Brain MRI was carried out using a superconducting magnet with a main strength of 1.5 T (MRT200FXII; Toshiba; SIGNA-HorizonVer.5.8; General Electric Co or Vision; SIEMENS) within 3 months of the JMS-ABPM. T1-weighted images and T2-weighted images were obtained in the transverse plane with 7.8 to 8.0-mm-thick sections. An SCI was defined as a low signal intensity area (3 to 15 mm) on T1-weighted images that was also visible as a hyperintense lesion on T2-weighted images as described previously.17 Deep white matter lesions (DWLs) were also evaluated in the MRI images. Advanced DWL was defined as detection of hyperintense multiple punctuate lesions, such lesions at the early confluent stage, or those that had reached confluency in the deep white matter area on T2-weighted images. The MRI images of the subjects were randomly stored and interpreted by 2 neurologists who were blind to the subjects’ names and characteristics, and the reproducibility of the MRI reading was demonstrated previously.19
Ambulatory Blood Pressure Monitoring
ABPM was measured using a validated machine: ABPM-630 (Nippon Colin),20 TM-2421, or TM-2425 (A&D).21 Patients stopped antihypertensive medication for at least 14 days before the ABPM study, and 55% of the patients had a history of antihypertensive medication use. Measurements were performed at 30-minute intervals for 24 hours on a weekday.17,22
Follow Up and Events
The collection of the follow-up data was performed once at the time of the patients’ clinics visits from 1996 to 1998 (20-month period). The patients’ medical records were reviewed after ABPM for the use of antihypertensive drugs and the occurrence of cardiovascular events. When patients failed to come to the clinic, we interviewed them by telephone. Each physician who was caring for the patient at the time of the event diagnosed stroke events. Independent neurologists reviewed the cases and confirmed the diagnosis of stroke events. The criteria for the diagnosis of stroke were sudden onset of neurologic deficit that persisted for ≥24 hours in the absence of any other disease process that could explain the symptom. Stroke events included ischemic stroke (cerebral infarction and cerebral embolism), hemorrhagic stroke (cerebral hemorrhage and subarachnoid hemorrhage), and undefined type of stroke. We excluded transient ischemic attacks in which the neurologic deficit cleared completely within 24 hours from the onset of symptoms.
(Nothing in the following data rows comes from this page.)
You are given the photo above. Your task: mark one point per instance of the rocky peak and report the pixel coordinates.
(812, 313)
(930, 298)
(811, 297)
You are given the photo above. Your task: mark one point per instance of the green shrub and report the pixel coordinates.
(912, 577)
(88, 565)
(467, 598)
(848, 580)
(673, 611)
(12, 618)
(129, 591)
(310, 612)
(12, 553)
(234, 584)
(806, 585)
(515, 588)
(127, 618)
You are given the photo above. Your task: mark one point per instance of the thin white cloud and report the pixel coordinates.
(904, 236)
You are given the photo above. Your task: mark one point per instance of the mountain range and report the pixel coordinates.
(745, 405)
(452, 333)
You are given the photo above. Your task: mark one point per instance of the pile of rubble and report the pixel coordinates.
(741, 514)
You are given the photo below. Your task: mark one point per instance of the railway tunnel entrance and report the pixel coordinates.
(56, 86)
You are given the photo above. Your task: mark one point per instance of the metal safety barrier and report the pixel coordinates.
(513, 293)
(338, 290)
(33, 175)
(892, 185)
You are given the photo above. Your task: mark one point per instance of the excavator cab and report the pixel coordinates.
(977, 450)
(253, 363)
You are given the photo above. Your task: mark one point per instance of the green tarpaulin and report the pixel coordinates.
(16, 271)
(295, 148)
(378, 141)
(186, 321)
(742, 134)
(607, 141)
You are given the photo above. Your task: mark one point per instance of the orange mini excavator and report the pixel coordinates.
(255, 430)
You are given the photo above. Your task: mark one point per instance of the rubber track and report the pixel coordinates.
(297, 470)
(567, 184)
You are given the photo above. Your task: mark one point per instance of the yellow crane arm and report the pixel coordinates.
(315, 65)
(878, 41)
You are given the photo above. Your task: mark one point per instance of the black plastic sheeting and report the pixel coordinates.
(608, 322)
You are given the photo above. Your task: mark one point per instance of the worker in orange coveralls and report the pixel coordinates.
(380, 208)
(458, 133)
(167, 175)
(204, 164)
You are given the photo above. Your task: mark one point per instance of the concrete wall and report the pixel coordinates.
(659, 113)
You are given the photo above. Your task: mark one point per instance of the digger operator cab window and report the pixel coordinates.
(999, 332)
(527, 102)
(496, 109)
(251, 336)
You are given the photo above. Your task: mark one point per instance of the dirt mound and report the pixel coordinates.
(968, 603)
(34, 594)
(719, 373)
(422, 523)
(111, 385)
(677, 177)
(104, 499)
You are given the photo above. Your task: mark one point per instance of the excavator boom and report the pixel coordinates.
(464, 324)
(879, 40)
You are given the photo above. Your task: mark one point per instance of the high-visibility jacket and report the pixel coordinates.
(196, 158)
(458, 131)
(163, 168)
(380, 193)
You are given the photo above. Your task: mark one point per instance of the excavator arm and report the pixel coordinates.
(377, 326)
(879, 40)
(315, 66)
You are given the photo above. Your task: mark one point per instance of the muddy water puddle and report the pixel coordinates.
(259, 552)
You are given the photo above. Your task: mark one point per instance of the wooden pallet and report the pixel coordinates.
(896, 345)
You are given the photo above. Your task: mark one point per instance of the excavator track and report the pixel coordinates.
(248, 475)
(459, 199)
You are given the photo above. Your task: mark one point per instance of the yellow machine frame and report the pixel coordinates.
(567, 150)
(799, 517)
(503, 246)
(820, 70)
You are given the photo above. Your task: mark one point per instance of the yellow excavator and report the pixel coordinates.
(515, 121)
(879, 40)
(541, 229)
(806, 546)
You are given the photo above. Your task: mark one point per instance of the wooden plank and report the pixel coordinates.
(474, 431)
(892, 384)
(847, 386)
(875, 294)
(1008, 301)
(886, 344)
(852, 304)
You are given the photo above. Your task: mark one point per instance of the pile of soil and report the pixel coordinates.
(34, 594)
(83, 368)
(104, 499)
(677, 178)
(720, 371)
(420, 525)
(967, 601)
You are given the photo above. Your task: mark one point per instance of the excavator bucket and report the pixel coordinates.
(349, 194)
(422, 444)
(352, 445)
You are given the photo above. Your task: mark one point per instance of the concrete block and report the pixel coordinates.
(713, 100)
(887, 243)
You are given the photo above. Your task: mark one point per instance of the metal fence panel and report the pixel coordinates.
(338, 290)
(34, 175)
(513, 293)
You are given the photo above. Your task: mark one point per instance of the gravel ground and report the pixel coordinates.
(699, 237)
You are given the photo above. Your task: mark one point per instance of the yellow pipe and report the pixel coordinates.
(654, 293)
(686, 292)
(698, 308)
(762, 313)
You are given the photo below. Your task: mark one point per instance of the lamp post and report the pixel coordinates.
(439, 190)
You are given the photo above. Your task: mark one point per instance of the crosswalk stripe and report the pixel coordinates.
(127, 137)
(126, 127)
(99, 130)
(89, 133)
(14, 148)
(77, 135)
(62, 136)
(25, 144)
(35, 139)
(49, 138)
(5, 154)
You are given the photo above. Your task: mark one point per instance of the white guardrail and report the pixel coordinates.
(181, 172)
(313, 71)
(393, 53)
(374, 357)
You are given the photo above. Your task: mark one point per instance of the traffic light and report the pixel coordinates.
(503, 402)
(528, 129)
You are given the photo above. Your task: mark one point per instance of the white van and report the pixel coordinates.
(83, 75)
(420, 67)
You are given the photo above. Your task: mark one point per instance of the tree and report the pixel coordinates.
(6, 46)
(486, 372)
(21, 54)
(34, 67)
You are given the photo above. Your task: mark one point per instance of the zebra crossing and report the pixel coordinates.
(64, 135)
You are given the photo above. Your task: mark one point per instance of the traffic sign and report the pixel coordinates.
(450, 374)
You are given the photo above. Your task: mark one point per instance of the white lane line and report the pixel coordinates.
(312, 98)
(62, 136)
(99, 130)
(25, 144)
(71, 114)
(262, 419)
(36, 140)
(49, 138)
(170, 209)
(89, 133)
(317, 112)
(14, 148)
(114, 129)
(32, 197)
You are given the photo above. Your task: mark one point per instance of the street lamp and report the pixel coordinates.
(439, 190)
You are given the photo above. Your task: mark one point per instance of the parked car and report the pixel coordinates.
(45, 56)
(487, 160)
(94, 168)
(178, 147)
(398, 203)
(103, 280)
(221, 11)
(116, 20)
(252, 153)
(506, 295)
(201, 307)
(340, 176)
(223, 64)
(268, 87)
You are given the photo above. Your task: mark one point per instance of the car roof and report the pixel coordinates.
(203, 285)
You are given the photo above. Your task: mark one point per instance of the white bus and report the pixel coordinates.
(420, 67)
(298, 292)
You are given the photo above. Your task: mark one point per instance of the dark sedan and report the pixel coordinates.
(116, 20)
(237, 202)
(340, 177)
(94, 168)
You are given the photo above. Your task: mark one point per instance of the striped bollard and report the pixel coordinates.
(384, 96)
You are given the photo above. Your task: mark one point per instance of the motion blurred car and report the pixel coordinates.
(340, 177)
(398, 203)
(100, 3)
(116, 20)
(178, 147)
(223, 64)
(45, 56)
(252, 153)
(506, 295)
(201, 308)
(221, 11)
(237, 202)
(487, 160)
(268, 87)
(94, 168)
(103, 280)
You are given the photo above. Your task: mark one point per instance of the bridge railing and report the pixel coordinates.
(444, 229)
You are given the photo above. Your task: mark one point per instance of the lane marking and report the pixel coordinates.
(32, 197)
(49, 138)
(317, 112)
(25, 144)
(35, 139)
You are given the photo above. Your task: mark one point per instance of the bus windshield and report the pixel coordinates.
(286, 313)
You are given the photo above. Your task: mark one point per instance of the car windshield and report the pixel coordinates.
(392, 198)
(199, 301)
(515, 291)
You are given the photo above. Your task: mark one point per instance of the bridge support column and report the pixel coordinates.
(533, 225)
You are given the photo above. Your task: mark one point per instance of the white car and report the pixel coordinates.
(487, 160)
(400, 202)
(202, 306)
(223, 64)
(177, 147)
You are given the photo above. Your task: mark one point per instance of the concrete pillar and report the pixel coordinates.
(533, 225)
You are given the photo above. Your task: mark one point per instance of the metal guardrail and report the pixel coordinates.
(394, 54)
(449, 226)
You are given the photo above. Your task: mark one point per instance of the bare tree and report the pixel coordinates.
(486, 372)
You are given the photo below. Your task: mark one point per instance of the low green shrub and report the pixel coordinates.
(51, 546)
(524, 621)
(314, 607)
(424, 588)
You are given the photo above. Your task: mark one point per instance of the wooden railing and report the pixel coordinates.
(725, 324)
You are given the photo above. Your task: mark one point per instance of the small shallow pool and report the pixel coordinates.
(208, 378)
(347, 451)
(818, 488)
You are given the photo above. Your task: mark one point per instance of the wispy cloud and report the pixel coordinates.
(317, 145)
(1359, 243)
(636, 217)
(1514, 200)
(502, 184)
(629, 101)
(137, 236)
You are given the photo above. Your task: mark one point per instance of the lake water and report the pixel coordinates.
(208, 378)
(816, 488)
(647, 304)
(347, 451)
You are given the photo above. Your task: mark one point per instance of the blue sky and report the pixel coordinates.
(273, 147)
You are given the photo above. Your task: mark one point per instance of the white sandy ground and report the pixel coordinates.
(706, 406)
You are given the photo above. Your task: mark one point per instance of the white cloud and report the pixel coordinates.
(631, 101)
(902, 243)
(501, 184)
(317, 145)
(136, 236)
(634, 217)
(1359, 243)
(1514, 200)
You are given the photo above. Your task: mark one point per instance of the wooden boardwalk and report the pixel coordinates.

Statistical analyses were conducted for 514 patients. Data are shown as the mean±SD. Serum hsCRP level had a skewed deviation and the analysis of hsCRP level was performed for the raw hsCRP value and log-transformed value. The χ2 test was used to detect differences of prevalence rate among groups. Unpaired t tests and paired t tests were used for comparison of the mean values for 2 different groups. Analysis of covariance was performed to identify groups with differences of SCIs after adjustment by confounding factors and the Bonferroni test was used for pairwise comparisons of the presence of SCIs. Odds ratio and the 95% CI of the patients with quartiles of hsCRP levels were calculated for the presence of SCIs by multiple logistic regression analysis, and the trend for the quartiles of hsCRP levels was also calculated. Cumulative incidences of clinical stroke events in 4 groups (with/without above median hsCRP level and with/without SCIs) were plotted as Kaplan-Meier curves, and the differences were assessed by the log-rank test. Hazard ratio (HR) and 95% CI of clinical stroke events in these 4 groups (with/without above median hsCRP level and with/without SCIs) were calculated using Cox regression analyses, even after adjustments for significant covariates. Computer software (SPSS version 11.0J; SPSS Inc) was used for the analyses and a probability value <0.05 was considered statistically significant.
The patients’ age (mean±SD) was 72.3±8.7 years (for 191 men and 323 women). Serum hsCRP levels in the total sample showed a highly skewed deviation. The median hsCRP level was 0.21 mg/L (75th percentile 0.43 mg/L) and the mean hsCRP level was 0.36 mg/L.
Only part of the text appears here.